My first room set the scene. Our firm guide sits at a long table opposite me. She shoots a silver cup down the table towards me – I catch it. Suddenly she’s sliding across the table towards me and fills both our cups with bubbling cold liquid. We clink and drink. Before I know it she’s swiped the cup and darted to the other side of the table, returning to present a box with a lock. I fumble for my keys but none of them fit. She dangles a tiny, tiny key in front of my face – as I reach towards it she has already made it disappear and has popped it under a cup (there are now three). I finally get my hands on the key and open the box – a letter from Lewis Caroll to Alice Liddell.
Over two hours I meet two versions of Alice, a man embodying the white rabbit, Lewis Carroll himself, The Mad Hatter (brilliant), and nameless orderlies who now and then pop up to open another door for us. The building itself is not that large – we move only between three floors – but Third Rail have concocted a dizzying rabbit hole journey as we are commandingly landed into another space before revisiting spaces through a different door later. It really does feel like a dream that you have no control over; and yet we are made to feel incredibly safe and taken care of. I applaud their audience management and interaction – space is left for us to explore as well as interact with performers yet at the same time we are being brought on a very specific journey.

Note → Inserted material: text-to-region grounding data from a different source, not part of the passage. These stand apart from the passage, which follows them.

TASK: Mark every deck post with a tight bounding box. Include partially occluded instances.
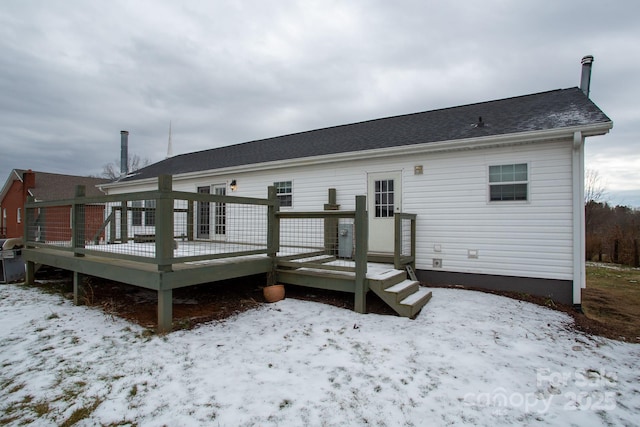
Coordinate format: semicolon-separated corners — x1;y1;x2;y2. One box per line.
24;195;35;285
158;288;173;333
156;175;174;272
267;186;279;286
72;185;86;257
73;271;86;305
394;214;401;269
410;216;417;270
109;208;117;243
120;202;128;243
354;195;368;313
25;261;35;285
186;200;194;241
324;188;340;255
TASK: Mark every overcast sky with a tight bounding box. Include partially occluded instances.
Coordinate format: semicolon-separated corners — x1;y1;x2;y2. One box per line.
1;1;639;206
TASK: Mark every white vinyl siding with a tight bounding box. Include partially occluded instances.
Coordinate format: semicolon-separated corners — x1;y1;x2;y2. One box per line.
405;141;572;280
105;139;575;282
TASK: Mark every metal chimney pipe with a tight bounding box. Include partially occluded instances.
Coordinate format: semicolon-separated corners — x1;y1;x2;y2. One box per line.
580;55;594;97
120;130;129;176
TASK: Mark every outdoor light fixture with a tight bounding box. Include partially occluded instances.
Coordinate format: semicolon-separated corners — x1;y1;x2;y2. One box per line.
230;180;237;191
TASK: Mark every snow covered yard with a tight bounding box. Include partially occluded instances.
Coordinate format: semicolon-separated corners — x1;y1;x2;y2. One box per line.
1;284;638;426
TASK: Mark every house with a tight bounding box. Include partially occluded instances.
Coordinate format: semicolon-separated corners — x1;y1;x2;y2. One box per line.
100;57;612;308
0;169;110;241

Highlights included combing Alice’s hair whilst talking about my first love, frantically trying to notate for the Mad Hatter who keeps changing her mind about what she should write, and a magical duet between two versions of Alice, each behind a two-way mirror. Cleverly, I was treated to seeing both angles of that delicate moment. The choreography (created by the original ensemble) is detailed and urgent; and importantly, is entirely specific to the space in which it is performed. Alice and Lewis’s duet on a staircase sees them both ascend and descend on an angle, and sinuously wrap around the banisters. It’s a beautiful moment that crystalises the impossible love story that Then She Fell handsomely shares with us. The overall experience is a nuanced exploration of love, madness and the fragmented self.
Then She Fell is booking to March 2016 and Third Rail Projects’s new show, The Grand Paradise, opens in Brooklyn next month.